Индийцев тревожила легкость, с которой их удалось завоевать: получалось, что с их социальной системой не все в порядке[1326]. Традиционным индийским аристократиям отныне пришлось считаться не только с чужеземными властителями, но и с совершенно иным социально-экономическим устройством; новые клерки и бюрократы, выращенные англичанами, порой зарабатывали больше прежних элит. Эти вестернизированные индийцы, по сути, стали новой кастой, к которой немодернизированное большинство относилось с глубочайшим непониманием. Такой рост демократизации, насаждавшийся англичанами, был чужд социальному устройству Индии, который всегда отличался иерархизмом и поощрял синергию между разными группами, а не организованное единство. Более того, столкнувшись с необычным социальным многообразием субконтинента, англичане стали навешивать ярлыки и разделили население на «индусское», «мусульманское», «сикхское» и «христианское» сообщества.
А ведь «индусское» большинство состояло из каст, культов и групп, которые не воспринимали себя как часть единой религии в западном смысле слова. У этих групп не было ни единой иерархии, ни стандартного набора ритуалов, верований и обычаев. Они почитали разных богов и придерживались практик, которые не составляли четкой и стройной системы. Теперь же англичане свалили все в одну кучу и назвали «индуизмом»[1327]. Понятие «индусы» впервые ввели мусульманские завоеватели для обозначения местных народов. Оно не имело специфически религиозной коннотации, а подразумевало лишь коренное население, в которое входили и буддисты, и джайны, и сикхи. Однако при англичанах индусы стали восприниматься как единая группа. Это способствовало формированию у коренных жителей более ясного чувства принадлежности к единому сообществу, чем то, которое было присуще старым традициям.

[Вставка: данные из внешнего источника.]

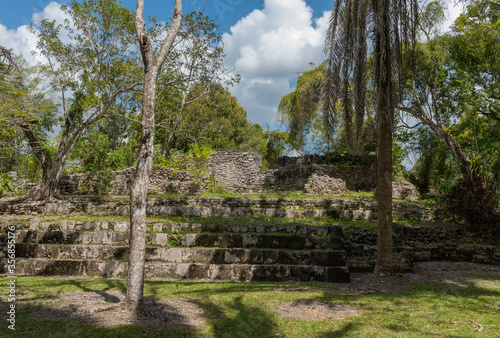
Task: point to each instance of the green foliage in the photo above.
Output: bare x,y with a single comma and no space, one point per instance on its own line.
213,117
343,158
5,183
471,201
299,109
198,158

Парадоксально, что англичане, которые на родине изгнали «религию» из общественной сферы, разделили жителей субконтинента по сугубо религиозному принципу. Этот принцип лег и в основу избирательной системы, а в 1871 г. англичане провели перепись, которая позволила религиозным общинам лучше осознать свою численность и сравнительную силу. Подчеркнув значимость религии, англичане невольно принесли в Южную Азию общинный конфликт. Конечно, в империи Моголов отношения между мусульманскими правителями и местными подданными не были идеальными, однако к религии это обычно не имело отношения. Если западные христиане в период Реформации склонились к сектантству, Индия двигалась в противоположном направлении. В XIII в. ведическая ортодоксия подверглась влиянию учения о бхакти, преданности личному божеству, при которой различия в кастах и верованиях уже не играли роли. Это течение многое почерпнуло в суфизме, который стал основным направлением ислама на субконтиненте и издавна учил, что всеведущий и вездесущий Бог не может быть ограничен какой-либо одной вероучительной формулировкой, а значит, воинствующая ортодоксия есть форма идолопоклонства (ширк).